There, change to a smaller propeller plane and another almost three-hour flight north beyond the Arctic Circle to Tuktoyaktuk. When Steinmeier and his delegation finally climb the five steps out of the plane, an icy wind blows snowflakes in their faces.

The Federal President ends his four-day visit to Canada in the far north. There – to her homeland – his hostess, Governor General Mary Simon, the representative of King Charles III. invited as head of state. It is the serious part of his trip, in which there was much talk of excellent German-Canadian relations in politics, business and science. Now we are talking about a completely different topic – climate change.
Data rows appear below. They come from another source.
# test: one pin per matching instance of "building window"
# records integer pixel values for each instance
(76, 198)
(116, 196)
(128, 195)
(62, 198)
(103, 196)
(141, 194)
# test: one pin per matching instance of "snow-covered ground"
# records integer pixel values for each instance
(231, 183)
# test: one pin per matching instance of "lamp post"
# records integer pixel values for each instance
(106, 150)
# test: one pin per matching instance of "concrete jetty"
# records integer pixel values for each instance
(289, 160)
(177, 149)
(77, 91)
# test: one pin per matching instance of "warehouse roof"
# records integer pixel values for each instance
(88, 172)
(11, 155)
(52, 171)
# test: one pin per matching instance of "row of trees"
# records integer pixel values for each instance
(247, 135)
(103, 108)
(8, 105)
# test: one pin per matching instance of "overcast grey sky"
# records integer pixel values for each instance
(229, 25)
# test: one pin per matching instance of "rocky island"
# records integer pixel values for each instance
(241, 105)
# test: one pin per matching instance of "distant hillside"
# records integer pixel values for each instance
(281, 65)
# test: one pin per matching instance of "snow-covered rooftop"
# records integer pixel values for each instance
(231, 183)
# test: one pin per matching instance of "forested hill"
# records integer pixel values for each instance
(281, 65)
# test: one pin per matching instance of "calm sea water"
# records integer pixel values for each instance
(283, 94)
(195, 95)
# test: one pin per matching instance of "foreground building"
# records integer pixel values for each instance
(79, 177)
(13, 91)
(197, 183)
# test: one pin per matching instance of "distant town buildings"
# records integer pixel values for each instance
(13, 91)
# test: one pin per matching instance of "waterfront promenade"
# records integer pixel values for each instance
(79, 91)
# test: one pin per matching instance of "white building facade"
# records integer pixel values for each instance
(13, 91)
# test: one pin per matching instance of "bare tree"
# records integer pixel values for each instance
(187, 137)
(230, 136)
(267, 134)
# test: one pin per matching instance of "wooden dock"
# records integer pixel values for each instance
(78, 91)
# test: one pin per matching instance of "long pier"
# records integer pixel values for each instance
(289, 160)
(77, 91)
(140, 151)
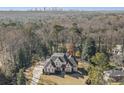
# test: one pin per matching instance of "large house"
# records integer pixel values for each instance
(60, 62)
(115, 75)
Simon has a simple answer to why it’s important to come up here: because it’s the place to see the devastating effects of climate change on communities, on people, on their lifestyles. “It’s not theoretical. It doesn’t happen in the future. It’s happening today.”

The coast is eroding

In the community hall, Mayor Erwin Elias explains to the German guests what that means in concrete terms for his town. He shows a photo of houses that seem to be standing in the middle of the storm-tossed Arctic Ocean, throws on the screen a diagram showing how the peninsula will shrink in the coming decades if left unchecked, and reports on the protracted resettlement of threatened houses.

“The Arctic region is the one that is warming up the fastest on earth,” says Antje Boetius, who is accompanying the Federal President. She is the director of the Alfred Wegener Institute, which has been conducting polar and marine research for decades. “We’re talking about four times faster warming than the global average in the last 40 years.” For the permafrost, this has the consequence “that what has been reliably hard underground for thousands of years is transformed into mud masses”.
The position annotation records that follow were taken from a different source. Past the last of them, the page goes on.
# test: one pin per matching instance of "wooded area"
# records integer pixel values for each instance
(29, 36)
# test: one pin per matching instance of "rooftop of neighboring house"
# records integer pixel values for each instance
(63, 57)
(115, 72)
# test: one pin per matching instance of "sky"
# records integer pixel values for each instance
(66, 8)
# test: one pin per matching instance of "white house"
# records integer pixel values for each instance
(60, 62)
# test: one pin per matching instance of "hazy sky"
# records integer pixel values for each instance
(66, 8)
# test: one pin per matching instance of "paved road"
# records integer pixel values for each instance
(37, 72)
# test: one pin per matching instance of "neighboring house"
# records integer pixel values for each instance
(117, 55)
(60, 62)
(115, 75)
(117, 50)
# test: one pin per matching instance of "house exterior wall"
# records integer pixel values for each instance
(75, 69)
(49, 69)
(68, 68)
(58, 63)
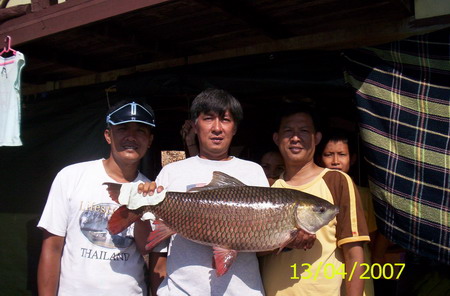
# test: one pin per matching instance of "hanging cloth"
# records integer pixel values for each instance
(10, 102)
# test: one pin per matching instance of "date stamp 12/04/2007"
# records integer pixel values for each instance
(330, 271)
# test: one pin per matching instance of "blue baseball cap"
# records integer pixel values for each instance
(131, 112)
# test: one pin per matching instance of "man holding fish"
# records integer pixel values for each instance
(337, 256)
(79, 256)
(189, 268)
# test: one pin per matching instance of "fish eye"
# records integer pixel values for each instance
(321, 209)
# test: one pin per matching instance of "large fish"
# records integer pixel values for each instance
(229, 216)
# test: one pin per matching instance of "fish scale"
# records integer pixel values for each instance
(228, 218)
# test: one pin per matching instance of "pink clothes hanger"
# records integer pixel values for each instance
(7, 48)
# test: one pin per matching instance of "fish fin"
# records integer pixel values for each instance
(219, 180)
(161, 232)
(121, 219)
(288, 241)
(223, 258)
(113, 190)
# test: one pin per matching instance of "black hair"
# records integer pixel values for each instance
(217, 101)
(288, 109)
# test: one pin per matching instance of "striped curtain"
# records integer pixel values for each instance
(403, 100)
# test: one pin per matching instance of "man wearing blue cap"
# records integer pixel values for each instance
(79, 256)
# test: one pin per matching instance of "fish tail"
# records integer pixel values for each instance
(121, 219)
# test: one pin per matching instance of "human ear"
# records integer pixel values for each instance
(275, 138)
(318, 137)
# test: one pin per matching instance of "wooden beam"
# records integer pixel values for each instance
(68, 15)
(376, 33)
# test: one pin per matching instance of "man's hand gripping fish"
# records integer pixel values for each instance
(225, 214)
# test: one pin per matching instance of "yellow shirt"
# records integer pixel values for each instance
(318, 271)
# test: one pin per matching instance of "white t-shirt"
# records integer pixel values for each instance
(10, 72)
(93, 262)
(189, 264)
The result: Houses and streets that were previously on safe ground are sinking, becoming uninhabitable and impassable. The coast is eroding. The scientist explains that there is another reason for this: “The second major factor is the retreat of the sea ice. Where large areas of the ocean become ice-free, the wind has a chance to create strong waves. And when waves smash against the land, which is already weakened, then there is really rapid erosion.” Every year, the sea eats its way into the defenseless land by the meter.
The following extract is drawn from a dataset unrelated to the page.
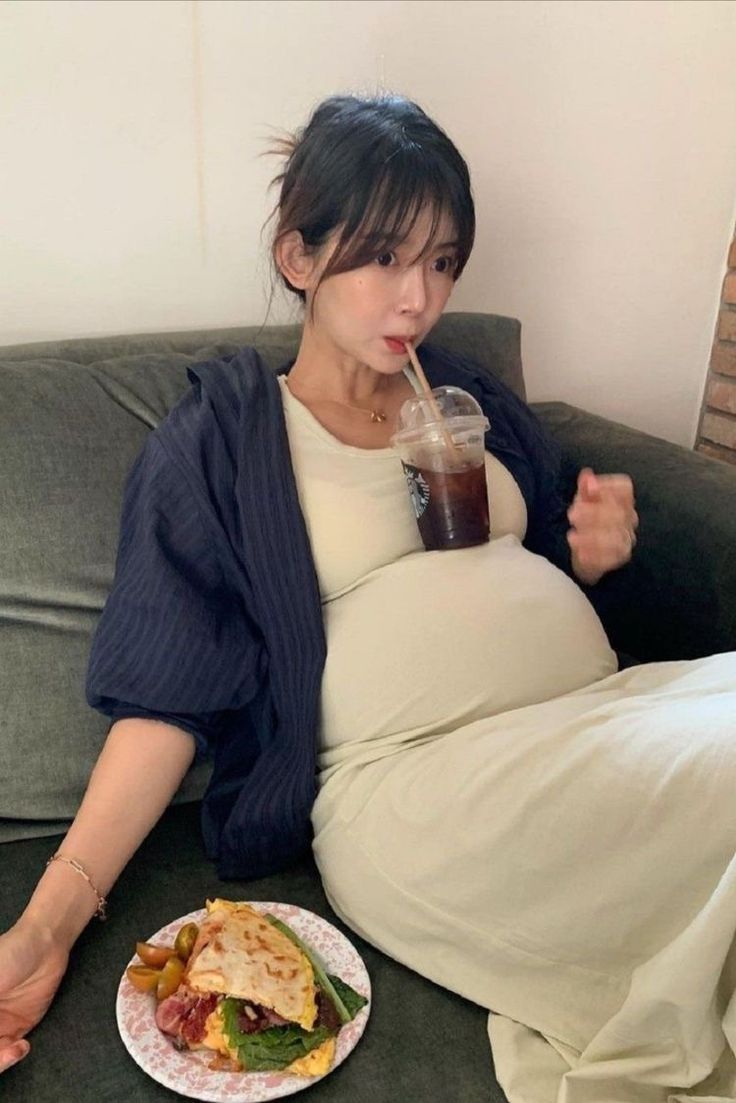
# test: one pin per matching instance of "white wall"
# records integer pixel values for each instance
(600, 135)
“Task of the whole world community”

A good 900 Inuit live in Tuk, as the settlement is called for short. They live mostly from fishing and hunting. Steinmeier was impressed after the conversation in the community hall. “It is unbelievable with what effort, with what commitment, with what ambition people fight back against the consequences of global warming. How much they fight to protect nature. And no matter how much they ask that the fight against climate change in this inhospitable region is not left to them alone, but that it becomes a task for the entire world community.”

The scientist Boetius makes it clear that it is also in Germany’s interest to stop climate change in the Arctic. Because: “If the sea ice disappears and the Arctic region warms up, this also has a significant impact on our weather situation and on the extremes that we notice.” One could say: “What happens in the Arctic does not stay there, but affects it our life too.” For example in agriculture, where late, hard frosts result in crop failures.

And Boetius points out something else: “We too have a coast that is eroding. We also have islands that are very low above sea level, such as Pellworm.” These are then also “doomed to sink”.